🤖 AI Summary
This study addresses the performance limitations of air traffic control (ATC) automatic speech recognition (ASR) systems caused by high levels of background noise, non-native accents, and scarcity of real-world training data. To overcome these challenges, the authors propose a high-fidelity synthetic speech generation framework tailored to ATC scenarios, which innovatively incorporates a controllable L1-to-L2 accent transformation method. By integrating text-to-speech synthesis, voice conversion, and accent transfer techniques, the framework effectively simulates realistic acoustic conditions and accent variations. Fine-tuning Whisper models with data generated by this framework—using either purely synthetic or hybrid datasets—yields substantial reductions in word error rate on the ATCO2 corpus, significantly outperforming both off-the-shelf models and baselines trained solely on real data. These results demonstrate the efficacy and potential of synthetic data for low-resource ATC ASR.
📝 Abstract
Automatic Speech Recognition (ASR) systems, despite achieving remarkable accuracy in general-purpose domains with native speech (L1), struggle in domains like Air Traffic Control (ATC) due to strong channel noise, a presence of non-native (L2) English accents, and data scarcity. We propose a synthetic data generation pipeline with acoustical properties simulations specifically designed to address this lack of real data to improve recognition accuracy in the ATC domain.
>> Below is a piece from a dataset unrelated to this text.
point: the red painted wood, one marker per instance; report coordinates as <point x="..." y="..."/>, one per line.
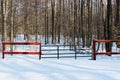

Our approach leverages a combination of neural generation techniques, including Text-to-Speech, Voice Conversion, L2-to-L1 accent conversion, and a novel controllable L1-to-L2 accent conversion framework built to simulate accented speech. Our experiments with the Whisper model on the ATCO2 corpus demonstrate that fine-tuning with either synthetic data alone, or a mix of real and synthetic data, significantly improves the word error rate over out-of-the-box and real data only baselines respectively.